Congressman Jesse Jackson Jr. has taken a leave of absence from congress, and little has been revealed about his condition, or when he might be back on the job.
The elder Jackson Saturday said it was six months ago that his family discovered the congressman wasn't well. But he deferred all other medical-related questions to his son's doctors at the Mayo Clinic.
"He's regaining his strength. And we hope he'll regain all of it," said Rev. Jesse Jackson.
Saturday, the congressman's father and brother offered few details about his condition.
"He's had tremendous improvement, and we're thankful for that," said the congressman's brother, Jonathon Jackson. "All the people who have called in, sent us flowers and cards, I'd like to say thank you to them personally."
It was late Friday night, as much of the country was basking in Olympic glory. that the Mayo Clinic announced in a press release that it was treating the nine-term congressman for depression.
The hospital said Jackson, who underwent weight loss surgery in 2004, was also being treated for gastrointestinal issues.
Saturday, a bariatric surgeon said that 80 percent of patients who undergo the procedure have a history of depression.
"A lot of times there's improvement, but sometimes there's not, and you see continued depression or even worsening depression," said Dr. Woody Denham of NorthShore University HealthSystem.
The Mayo Clinic announcement comes two weeks after Jackson's office said he was suffering from a mood disorder and more than seven weeks after he went on leave for what was initially described as exhaustion.
"Anyone who is in recovery, it's our duty as fellow citizens and neighbors to say a prayer," said Illinois Governor Pat Quinn.

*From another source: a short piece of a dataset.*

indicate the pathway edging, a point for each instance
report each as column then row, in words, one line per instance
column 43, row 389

"I wish him a speedy recovery," said US Rep. Luis Gutierrez. "I'm happy that many people now know, including his friends and his allies, so that we can know what to pray for."
The congressman's whereabouts weren't officially known until Friday night, though the Mayo Clinic didn't say when he arrived.
"He needs to have some public press event with credible people if he's not able to be there himself," said ABC7 political analyst Laura Washington, "and tell the public a little more about his condition and what the expectations are for his recovery."
Saturday, Jackson's republican opponent in November raised questions.
"I hope he heals," Brian Woodworth said. "I hope he gets the treatment that he needs, but why did it take four press releases to come to this? Usually depression isn't something that requires two months to diagnose."
The Mayo Clinic's three-sentence press release offered no timeline for Jackson's return. Neither has the congressman's staff.